The innovation they brought to communications was and is hugely important. Even though they didn’t intend it, Twitter has done more than anyone or anything to bring the capability of virtually instant communication to the crisis communication and emergency management world. For that I am very grateful, and the citizens and consumers receiving much better, faster, more relevant content from the organizations important to them are grateful as well.
But, unlike Facebook, their innovation was shallow. Basic functional capability (text-to-webpage, sign up followers, auto distributions) are readily available in a multitude of ways. And Twitter was saddled by a focus on “I’m eating a ham sandwich” messaging. Maybe that’s where the traffic is maybe that’s where the dollars will end up showing up once the venture community comes to its senses. But they didn’t address some fundamental needs that those who wanted to use it for more than sandwich and coffee chatter really needed.

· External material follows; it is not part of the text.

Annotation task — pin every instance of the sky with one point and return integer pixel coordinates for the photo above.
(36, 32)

The real problem they are facing is that even the constant feed of sandwich and coffee messaging gets tiresome. Very few of Twitter users continue to use it consistently. And I’m guessing that even those who have adopted it as part of their lifestyle (like my daughter and her husband) may find it tiresome after a bit as well. Maybe not.
My guess is something else is out there aborning. Maybe that will have its 15 minutes of fame, or maybe even change the world more substantially. We shall see.